At a glance, this defensive line may not have any all-conference standouts but there probably aren’t any glaring weak links, either. Dixon demonstrated his potential last year in a monster game against San Diego State (4.5 tackles for loss, two sacks), while Muavesi started two games in the second half of the year and, along with Key and top 2021 recruit Dimitris, gives the Rebels some much-needed size on the inside. The secondary may generate more excitement, but this group can’t be overlooked.

7 (tie). Utah State

High ranking: 3rd | Low ranking: 9th

Projected depth: John Ward, Hale Motu’apuaka, Poukesi Vakauta, Seni Tuiaki, Enoka Migao, Bo Maile, Adam Tomczyk

This unit got ripped apart by the transfer portal like few others in the Mountain West — by overall snaps played, the Aggies must find a way to replace four of last year’s top five athletes — but it would be inaccurate to say the Aggies are staring into the abyss after all of those losses because everyone mentioned above got at least some run throughout 2022’s trials.

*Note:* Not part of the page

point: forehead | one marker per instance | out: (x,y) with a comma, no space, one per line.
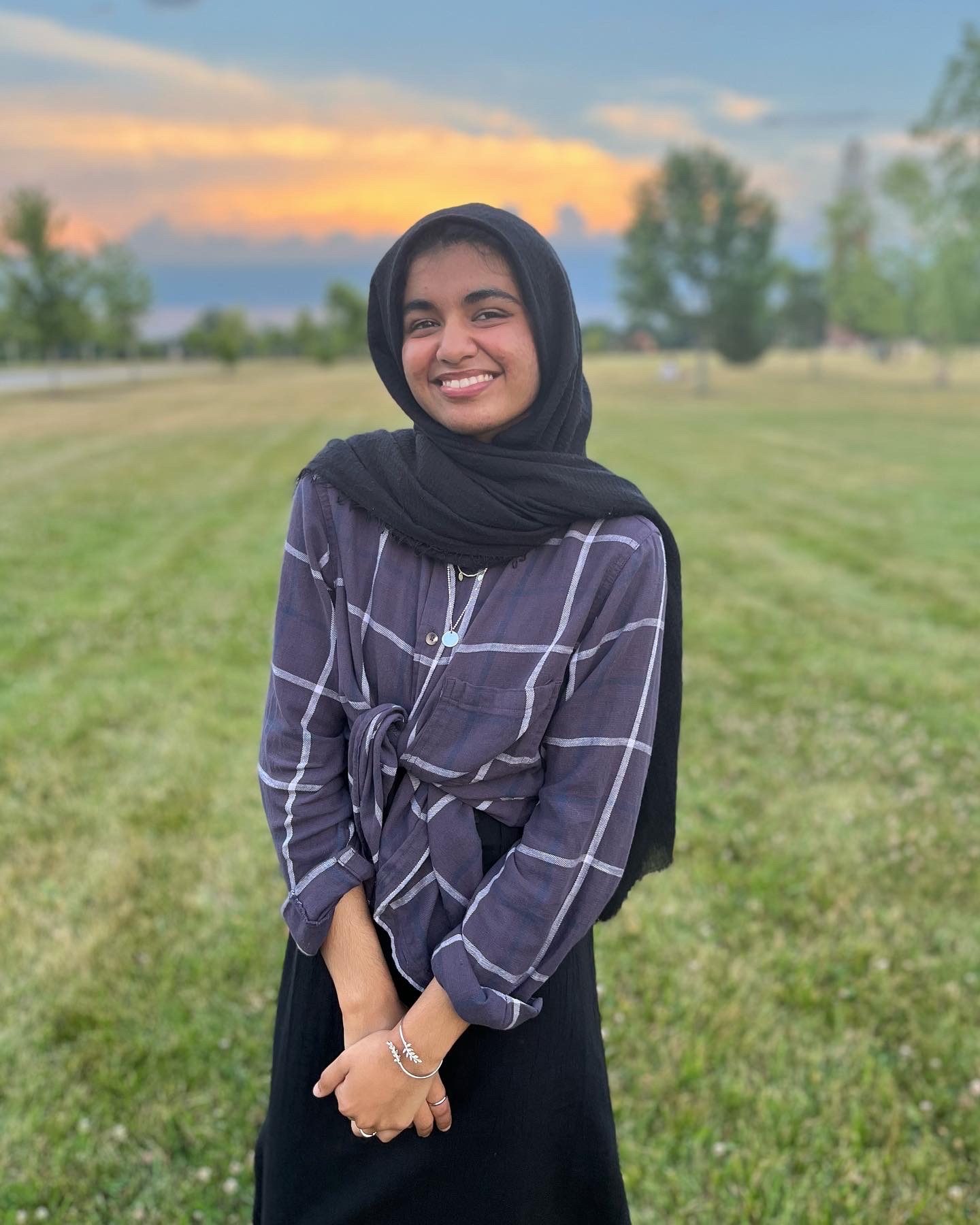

Better health luck will almost certainly pay dividends on its own: Tuiaki suffered an ankle dislocation in September that cost him the rest of the year while Motu’apuaka, Vakauta, and others battled through their own aches and pains. The opportunity is there for new defensive coordinator Joe Cauthen to turn a unit that was reliant on transfers in Blake Anderson’s first years at the helm into one that’s by and large homegrown.

7 (tie). San Jose State

High ranking: 2nd | Low ranking: 9th

Projected depth: Tre Smith, Jay Kakiva, Noah Lavulo, Soane Toia, Dejon Roney

Having to replace a conference defensive player of the year is hard enough, but the Spartans face the challenge of replacing two of them. While it’s impossible to say they have another double-digit TFL machine ready to step up, the situation isn’t a dire one.

At a minimum, Toia and Kakiva and Wright give SJSU a reliable veteran trio on the inside, leaving only the question of who will provide pass rushing production. Smith played in just one game last season after a busy freshman campaign in 2022 while Lavulo served as understudy to both Cade Hall and Viliami Fehoko, meaning that both appear to be the likeliest candidates to do so. How will they or anyone else help battle regression will go a long way toward determining San Jose State’s fortunes this fall.

6. Air Force

High ranking: 2nd | Low ranking: 10th

Projected depth: Jayden Thiergood (DE), Payton Zdroik (NG), PJ Ramsey (DE), Kupono Blake, Caden Blum, Aiden Schwartz, Andrew BoisD’Enghien

This is a unit where the whole always seems to be bigger than the sum of its parts and, looking ahead to 2023, next season figures to be no exception despite losing players like Kalawai’a Pescaia and Chris Herrera. For one, Zdroik had a sneaky good year that hardly anyone noticed (10 TFLs, 5.5 sacks) and returns as one of just two Falcons defenders to have earned a PFF grade of 80.0; secondly, Thiergood missed a few games early in 2022 but still notched seven tackles for loss in ten games.

The line’s ceiling will depend on everyone else mentioned above, none of whom played more than 127 snaps last season. Given the team’s track record of success, don’t count out hearing much more about one or two of these names on Saturdays.